Pour éviter le suivi de leur emplacement physique ou de leur adresse IP, les utilisateurs opèrent via le réseau Tor, tandis que les échanges passent aux protocoles de finance décentralisée (DeFi). En tant que plateformes fonctionnant exclusivement via un code automatisé et dépourvues de bureau central ou de directeur exécutif, il n’existe aucune entité à laquelle le gouvernement peut envoyer une demande de données.

De l’autre, il y a une capitulation institutionnelle.

À l’extrémité opposée se trouvent des investisseurs qui ont décidé que la vie privée est un juste prix à payer pour la stabilité.
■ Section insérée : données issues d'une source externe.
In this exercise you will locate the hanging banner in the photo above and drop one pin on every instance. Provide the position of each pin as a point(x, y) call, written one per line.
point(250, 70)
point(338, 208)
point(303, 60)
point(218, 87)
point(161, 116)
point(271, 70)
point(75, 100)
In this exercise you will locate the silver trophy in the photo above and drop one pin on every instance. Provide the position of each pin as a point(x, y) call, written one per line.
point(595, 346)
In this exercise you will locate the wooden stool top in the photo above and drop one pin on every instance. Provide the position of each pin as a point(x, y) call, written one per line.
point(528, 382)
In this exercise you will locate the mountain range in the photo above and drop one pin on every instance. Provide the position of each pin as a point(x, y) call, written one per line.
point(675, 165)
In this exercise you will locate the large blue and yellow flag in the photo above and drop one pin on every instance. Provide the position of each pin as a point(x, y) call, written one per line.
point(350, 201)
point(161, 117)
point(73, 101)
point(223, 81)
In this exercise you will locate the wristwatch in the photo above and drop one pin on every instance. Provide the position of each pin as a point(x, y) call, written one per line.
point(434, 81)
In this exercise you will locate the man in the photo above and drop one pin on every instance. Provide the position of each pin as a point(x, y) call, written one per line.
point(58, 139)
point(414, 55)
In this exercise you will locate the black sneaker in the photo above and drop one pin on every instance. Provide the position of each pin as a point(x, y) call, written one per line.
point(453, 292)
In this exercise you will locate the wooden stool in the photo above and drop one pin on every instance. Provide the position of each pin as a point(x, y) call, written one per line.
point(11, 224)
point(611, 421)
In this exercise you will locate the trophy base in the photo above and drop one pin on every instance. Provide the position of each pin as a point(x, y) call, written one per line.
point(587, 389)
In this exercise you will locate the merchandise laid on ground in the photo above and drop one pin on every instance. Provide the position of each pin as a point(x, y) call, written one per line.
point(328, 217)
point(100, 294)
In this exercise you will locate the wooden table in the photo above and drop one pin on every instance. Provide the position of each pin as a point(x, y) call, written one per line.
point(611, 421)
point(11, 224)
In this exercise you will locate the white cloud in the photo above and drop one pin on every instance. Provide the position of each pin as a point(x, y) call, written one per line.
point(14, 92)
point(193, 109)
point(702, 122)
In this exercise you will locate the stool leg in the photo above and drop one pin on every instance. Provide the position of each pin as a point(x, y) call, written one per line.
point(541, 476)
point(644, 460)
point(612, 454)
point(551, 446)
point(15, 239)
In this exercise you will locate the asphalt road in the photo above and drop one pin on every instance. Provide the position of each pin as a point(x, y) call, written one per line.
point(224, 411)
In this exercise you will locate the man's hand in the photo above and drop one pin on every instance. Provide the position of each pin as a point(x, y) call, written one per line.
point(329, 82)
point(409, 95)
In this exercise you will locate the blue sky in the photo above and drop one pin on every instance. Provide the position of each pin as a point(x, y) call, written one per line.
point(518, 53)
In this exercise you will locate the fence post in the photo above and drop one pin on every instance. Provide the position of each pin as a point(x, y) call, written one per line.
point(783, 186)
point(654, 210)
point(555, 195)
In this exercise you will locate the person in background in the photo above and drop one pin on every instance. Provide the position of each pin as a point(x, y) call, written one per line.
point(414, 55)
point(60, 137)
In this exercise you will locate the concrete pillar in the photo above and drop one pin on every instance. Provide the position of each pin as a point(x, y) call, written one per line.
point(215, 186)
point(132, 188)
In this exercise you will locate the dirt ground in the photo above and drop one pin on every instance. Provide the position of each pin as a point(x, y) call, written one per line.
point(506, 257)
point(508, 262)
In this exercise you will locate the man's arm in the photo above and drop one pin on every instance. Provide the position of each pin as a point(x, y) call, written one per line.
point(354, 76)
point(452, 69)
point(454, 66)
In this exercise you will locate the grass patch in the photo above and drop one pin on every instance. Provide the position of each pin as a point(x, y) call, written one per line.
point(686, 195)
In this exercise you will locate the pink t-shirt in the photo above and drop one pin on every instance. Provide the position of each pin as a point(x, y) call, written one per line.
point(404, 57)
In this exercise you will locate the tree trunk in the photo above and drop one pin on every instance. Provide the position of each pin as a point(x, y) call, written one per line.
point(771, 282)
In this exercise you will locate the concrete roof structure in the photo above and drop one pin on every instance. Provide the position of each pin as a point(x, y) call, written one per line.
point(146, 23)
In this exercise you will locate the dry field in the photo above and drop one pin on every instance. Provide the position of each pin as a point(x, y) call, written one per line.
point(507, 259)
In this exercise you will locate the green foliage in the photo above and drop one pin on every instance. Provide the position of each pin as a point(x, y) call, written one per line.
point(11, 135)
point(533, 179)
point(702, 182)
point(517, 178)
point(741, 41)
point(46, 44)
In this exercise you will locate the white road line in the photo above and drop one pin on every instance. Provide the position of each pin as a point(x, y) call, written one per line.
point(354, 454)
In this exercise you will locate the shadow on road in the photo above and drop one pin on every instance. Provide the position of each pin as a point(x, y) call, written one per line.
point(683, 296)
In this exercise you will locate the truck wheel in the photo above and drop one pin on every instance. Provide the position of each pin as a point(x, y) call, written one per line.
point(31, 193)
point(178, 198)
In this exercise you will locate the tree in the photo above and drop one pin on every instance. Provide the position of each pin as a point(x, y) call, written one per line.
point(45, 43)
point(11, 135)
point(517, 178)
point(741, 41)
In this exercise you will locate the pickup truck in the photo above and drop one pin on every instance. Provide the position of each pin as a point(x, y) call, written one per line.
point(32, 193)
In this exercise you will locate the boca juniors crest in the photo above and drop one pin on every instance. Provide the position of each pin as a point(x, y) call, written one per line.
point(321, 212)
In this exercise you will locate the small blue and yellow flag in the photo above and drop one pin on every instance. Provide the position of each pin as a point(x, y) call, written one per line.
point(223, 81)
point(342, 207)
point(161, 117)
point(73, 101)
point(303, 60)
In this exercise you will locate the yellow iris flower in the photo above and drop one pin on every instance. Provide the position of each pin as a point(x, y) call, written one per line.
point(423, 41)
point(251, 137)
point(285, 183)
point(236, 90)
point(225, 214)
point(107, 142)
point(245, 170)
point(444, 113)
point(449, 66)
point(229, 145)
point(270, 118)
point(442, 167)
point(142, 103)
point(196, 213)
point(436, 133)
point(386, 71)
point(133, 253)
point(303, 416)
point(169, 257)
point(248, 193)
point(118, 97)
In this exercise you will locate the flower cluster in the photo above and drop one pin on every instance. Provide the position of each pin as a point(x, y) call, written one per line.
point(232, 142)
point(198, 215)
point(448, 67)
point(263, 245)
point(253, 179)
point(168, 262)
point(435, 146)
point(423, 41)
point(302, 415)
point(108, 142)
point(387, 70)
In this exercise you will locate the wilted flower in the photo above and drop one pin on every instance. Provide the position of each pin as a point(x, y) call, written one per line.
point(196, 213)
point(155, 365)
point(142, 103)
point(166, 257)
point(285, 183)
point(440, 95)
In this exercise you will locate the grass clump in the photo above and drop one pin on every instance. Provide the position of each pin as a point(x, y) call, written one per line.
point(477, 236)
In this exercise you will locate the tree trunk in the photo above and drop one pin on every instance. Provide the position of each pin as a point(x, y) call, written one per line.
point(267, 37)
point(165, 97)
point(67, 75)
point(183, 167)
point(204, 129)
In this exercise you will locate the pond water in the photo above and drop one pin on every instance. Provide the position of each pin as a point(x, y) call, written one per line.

Ce groupe, qui comprend tout, des petits épargnants aux grands fonds d’investissement, recherche avant tout la sécurité juridique.

Pour ces utilisateurs, la transparence fiscale est la garantie que leurs avoirs ne seront ni bloqués ni sanctionnés. Ils préfèrent opérer dans des environnements où, en échange de leur identité, ils bénéficient d’une protection contre la fraude et d’un accès aux services bancaires traditionnels.

Ce faisant, les crypto-monnaies perdent leur aura de rébellion pour devenir un simple produit financier parmi d’autres, aussi réglementé et prévisible qu’un compte d’épargne ou une action en bourse.